There is ample evidence to suggest that many common and well defined activities in I.T. are shifting from a product to a service based economy. Naturally this change creates a broad range of risks including :-
- the risk of doing nothing as competitors gain advantage from economies of scale through volume operations, utility charging, ability to focus on core activities and a faster speed to market through componentisation .
- transitional risks including confusion, security of supply, trust in new providers, transparency and governance.
- outsourcing risks including suitability, vendor lock-in, pricing competition, second sourcing options and loss of strategic control.
For any organisation, it is a case of balancing the risk of not using the cloud against the risks of using it. There appears to be two general schools of thought on this subject.
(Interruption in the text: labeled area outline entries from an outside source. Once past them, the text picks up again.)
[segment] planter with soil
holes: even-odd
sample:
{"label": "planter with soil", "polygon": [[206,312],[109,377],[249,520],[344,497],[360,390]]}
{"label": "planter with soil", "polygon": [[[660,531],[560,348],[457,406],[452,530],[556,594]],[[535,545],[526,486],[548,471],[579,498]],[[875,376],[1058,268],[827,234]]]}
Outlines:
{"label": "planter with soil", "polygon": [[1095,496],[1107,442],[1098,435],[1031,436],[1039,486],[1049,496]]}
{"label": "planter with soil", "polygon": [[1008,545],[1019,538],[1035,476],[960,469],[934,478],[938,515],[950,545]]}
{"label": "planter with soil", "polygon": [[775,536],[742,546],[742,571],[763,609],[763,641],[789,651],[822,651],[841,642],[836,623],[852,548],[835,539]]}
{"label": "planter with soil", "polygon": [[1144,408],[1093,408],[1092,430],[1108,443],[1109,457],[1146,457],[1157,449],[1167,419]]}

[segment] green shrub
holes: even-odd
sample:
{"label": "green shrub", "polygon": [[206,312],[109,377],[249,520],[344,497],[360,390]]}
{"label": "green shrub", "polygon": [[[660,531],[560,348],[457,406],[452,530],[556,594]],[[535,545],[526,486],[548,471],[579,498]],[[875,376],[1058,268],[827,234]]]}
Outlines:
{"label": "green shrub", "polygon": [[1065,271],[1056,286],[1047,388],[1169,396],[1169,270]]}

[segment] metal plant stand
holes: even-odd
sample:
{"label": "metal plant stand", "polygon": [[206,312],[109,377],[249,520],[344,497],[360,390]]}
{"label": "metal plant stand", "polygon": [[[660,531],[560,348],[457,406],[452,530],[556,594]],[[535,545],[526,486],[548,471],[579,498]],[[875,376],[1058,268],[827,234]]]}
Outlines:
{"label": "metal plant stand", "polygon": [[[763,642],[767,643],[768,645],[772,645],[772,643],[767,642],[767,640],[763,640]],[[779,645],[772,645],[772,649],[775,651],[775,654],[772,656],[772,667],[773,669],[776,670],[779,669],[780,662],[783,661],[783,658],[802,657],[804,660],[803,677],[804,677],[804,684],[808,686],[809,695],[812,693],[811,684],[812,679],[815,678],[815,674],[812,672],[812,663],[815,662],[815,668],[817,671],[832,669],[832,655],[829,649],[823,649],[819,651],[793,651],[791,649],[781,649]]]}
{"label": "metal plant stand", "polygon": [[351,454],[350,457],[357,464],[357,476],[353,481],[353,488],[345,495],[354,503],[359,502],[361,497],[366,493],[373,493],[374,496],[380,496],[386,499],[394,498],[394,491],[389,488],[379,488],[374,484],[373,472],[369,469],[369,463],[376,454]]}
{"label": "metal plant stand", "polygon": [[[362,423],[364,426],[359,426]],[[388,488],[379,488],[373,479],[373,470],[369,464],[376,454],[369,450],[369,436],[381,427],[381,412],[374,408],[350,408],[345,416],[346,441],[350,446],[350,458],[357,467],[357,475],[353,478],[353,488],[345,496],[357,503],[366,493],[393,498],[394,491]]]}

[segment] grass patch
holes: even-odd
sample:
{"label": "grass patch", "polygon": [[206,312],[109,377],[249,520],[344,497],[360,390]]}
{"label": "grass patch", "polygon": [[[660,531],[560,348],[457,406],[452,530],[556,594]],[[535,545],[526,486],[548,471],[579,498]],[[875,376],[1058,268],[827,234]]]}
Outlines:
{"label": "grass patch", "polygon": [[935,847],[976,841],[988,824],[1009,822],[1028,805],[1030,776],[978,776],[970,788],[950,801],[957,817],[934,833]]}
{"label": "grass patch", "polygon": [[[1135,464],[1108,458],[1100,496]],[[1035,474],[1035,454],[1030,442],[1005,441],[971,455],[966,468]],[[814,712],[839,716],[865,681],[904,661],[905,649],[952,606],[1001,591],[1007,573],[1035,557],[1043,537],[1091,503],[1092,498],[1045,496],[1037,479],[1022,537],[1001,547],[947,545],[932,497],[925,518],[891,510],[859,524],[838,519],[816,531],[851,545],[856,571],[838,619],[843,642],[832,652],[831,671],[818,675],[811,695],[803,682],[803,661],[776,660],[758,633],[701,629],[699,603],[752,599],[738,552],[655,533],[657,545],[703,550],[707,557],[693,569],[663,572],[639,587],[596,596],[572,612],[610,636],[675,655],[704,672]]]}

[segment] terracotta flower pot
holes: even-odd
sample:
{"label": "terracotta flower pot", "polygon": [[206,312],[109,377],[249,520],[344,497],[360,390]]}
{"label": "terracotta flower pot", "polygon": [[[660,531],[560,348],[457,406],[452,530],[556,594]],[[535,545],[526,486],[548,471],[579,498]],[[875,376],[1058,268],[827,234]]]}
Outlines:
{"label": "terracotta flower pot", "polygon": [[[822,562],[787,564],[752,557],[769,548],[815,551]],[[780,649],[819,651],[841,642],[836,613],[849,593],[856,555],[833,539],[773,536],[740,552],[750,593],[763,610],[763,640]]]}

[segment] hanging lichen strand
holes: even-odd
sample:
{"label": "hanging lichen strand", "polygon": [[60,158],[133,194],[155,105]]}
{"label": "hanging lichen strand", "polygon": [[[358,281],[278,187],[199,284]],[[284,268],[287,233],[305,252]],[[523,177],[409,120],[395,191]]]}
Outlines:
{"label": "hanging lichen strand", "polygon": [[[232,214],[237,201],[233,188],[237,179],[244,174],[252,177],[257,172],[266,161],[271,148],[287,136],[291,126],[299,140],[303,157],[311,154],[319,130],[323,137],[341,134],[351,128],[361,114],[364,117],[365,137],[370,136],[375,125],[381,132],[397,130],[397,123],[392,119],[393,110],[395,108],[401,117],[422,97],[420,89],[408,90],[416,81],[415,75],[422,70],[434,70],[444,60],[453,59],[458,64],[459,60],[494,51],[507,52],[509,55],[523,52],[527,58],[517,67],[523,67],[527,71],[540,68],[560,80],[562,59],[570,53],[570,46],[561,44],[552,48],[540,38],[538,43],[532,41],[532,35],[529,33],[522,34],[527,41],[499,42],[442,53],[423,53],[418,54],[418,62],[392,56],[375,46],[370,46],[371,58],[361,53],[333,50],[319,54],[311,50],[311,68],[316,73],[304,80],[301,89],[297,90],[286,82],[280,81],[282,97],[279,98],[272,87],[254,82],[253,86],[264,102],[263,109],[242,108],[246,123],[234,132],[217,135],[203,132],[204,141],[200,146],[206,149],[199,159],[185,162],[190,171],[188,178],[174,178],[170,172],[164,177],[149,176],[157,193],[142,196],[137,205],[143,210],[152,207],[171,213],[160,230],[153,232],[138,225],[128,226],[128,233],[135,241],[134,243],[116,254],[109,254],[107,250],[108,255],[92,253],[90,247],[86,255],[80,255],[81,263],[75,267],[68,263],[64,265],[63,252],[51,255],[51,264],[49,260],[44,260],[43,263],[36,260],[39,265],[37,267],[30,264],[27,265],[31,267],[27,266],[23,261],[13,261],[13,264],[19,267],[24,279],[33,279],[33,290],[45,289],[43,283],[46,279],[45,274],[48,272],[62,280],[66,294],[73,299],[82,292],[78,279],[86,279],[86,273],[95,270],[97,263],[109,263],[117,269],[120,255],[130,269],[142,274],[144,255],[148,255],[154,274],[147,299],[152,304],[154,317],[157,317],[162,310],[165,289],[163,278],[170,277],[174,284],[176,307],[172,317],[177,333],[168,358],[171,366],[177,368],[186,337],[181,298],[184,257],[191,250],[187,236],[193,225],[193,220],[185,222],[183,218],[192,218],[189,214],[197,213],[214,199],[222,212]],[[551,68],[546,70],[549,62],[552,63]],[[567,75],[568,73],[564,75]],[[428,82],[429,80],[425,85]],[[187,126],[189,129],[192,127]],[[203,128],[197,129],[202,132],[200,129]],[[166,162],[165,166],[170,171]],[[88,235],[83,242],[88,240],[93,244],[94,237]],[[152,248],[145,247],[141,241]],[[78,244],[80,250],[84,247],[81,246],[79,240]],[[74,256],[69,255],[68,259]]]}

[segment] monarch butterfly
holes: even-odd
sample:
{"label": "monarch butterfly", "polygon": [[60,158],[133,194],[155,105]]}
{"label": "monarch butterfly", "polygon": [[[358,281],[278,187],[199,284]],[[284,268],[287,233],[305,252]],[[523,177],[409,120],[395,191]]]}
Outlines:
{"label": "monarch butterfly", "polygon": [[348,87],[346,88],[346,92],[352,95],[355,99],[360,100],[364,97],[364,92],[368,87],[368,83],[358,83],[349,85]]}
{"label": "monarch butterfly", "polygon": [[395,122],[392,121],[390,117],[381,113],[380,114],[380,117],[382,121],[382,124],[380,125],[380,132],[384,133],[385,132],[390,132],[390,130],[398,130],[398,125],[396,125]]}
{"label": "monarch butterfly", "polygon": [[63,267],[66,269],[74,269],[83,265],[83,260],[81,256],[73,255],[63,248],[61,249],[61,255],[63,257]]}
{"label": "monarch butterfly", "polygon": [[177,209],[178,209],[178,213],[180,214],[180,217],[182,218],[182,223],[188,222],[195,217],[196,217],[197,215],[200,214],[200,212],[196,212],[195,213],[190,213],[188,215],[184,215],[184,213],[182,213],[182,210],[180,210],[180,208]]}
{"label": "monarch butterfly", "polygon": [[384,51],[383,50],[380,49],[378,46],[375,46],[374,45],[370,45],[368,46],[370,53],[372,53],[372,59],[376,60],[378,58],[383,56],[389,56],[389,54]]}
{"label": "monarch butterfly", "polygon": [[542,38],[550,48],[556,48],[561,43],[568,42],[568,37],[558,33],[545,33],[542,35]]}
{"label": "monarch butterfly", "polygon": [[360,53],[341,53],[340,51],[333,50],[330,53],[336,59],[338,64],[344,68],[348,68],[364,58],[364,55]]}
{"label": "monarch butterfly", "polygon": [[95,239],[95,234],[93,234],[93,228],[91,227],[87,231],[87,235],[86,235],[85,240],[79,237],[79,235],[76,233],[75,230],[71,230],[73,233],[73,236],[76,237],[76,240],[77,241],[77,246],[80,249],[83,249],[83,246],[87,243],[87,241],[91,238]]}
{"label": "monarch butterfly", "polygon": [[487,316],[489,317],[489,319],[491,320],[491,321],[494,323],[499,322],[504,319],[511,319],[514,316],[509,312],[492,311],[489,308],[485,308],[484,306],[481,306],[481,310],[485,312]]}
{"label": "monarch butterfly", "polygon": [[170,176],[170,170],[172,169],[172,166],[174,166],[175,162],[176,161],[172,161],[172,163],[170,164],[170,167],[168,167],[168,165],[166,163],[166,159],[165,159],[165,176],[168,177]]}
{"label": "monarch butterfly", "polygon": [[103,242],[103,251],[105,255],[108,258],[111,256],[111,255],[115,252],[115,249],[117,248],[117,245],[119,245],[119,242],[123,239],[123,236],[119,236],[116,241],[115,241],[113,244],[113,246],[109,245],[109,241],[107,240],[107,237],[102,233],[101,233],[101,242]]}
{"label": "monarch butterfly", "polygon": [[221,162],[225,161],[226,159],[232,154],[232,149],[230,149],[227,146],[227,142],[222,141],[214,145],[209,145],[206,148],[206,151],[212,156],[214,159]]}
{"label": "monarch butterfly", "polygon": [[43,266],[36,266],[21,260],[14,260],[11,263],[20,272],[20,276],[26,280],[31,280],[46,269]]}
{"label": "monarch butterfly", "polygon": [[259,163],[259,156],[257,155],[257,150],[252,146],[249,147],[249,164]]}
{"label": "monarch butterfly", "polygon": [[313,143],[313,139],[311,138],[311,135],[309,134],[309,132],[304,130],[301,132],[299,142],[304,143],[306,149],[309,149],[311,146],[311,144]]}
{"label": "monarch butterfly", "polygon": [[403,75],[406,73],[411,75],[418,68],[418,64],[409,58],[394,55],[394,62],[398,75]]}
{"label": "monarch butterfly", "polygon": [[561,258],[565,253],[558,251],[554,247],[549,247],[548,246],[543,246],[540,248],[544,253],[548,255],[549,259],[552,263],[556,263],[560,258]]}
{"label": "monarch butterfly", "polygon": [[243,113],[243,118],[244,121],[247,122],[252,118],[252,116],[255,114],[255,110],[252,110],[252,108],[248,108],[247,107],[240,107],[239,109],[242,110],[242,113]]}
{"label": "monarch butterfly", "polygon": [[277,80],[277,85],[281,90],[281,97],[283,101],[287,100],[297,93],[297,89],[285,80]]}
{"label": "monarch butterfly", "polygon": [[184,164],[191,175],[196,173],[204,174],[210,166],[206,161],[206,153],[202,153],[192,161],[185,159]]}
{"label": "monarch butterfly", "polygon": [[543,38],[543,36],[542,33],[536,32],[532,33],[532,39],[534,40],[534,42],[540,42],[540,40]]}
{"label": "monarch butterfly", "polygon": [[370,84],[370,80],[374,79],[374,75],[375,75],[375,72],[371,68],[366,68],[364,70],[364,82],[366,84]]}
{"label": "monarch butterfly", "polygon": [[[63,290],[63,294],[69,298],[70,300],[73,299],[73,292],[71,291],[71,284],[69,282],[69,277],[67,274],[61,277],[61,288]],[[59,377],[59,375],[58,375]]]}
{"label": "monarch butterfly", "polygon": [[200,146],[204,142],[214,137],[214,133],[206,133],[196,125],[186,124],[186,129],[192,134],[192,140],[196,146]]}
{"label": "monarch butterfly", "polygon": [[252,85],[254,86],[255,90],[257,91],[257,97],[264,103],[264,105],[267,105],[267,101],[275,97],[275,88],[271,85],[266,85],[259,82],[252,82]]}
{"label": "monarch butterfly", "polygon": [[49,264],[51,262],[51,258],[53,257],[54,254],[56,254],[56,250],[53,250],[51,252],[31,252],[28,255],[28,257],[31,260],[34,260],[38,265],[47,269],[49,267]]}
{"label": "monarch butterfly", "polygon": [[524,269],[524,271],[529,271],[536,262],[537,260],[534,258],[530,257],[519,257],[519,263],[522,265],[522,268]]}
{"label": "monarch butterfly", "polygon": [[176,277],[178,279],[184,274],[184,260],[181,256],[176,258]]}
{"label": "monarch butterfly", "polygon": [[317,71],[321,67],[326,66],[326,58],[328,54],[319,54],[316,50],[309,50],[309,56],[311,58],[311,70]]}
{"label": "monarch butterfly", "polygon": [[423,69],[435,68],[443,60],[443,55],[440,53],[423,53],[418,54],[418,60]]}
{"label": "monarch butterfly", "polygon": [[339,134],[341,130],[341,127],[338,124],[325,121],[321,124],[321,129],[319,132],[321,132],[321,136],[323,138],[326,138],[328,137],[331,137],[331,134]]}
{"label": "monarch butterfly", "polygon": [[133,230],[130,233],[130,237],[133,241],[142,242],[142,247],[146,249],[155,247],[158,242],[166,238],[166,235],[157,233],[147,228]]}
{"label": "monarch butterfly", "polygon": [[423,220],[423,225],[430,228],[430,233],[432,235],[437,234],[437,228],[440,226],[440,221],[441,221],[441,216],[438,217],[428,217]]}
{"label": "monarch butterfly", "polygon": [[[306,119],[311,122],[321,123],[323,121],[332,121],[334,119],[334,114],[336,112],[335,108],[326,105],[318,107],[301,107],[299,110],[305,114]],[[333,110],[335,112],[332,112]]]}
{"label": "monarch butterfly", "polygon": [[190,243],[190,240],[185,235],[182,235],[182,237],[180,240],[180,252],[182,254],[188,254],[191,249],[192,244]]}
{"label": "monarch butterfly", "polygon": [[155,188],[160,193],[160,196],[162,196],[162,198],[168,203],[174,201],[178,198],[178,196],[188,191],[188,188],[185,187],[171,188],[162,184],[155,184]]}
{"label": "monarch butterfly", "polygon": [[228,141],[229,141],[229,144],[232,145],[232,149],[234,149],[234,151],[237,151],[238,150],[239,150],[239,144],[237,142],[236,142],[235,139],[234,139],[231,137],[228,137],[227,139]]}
The first school states that whilst the outsourcing risks will be solved by the formation of competitive utility computing markets (with easy switching between providers) these markets do not exist today. Hence, whilst the movement to public clouds is considered inevitable (bar for the largest companies and governments), we're still in a time of transition. Private clouds can help solve many of these transitional risks whilst preparing for a future movement towards public cloud services.
The first school accepts that private clouds have a role, it emphasises the importance of standards, of reducing barriers to education and promotes a hybrid model of both public and private clouds. It encourages a compromise between economies of scale and transitional risks during this time of change.
I've been an advocate of this first school of thought for many years (since before 2006).
The second school of thought states that private clouds aren't cloud computing and advocates adoption of public clouds. It dismisses the transitional phase and talks of continuous innovation in the provision of what is fundamentally a commodity (commonplace, well defined and hence suitable for service provision). It is almost purist by nature, sometimes describing public clouds as true cloud computing and finding little distinction between private clouds and virtualisation platforms.
I don't subscribe to this second school of thought. Basic economic sense and risk management would suggest that in this time of transition, organisations will attempt to gain some of the benefits whilst mitigating the dangers of this phase. Hence, for the next few years I'd expect the cloud industry to be dominated by hybrid models.
After which I'd expect it to become more slanted towards public provision (as competitive markets form) but nevertheless hybrid models will continue to have a role.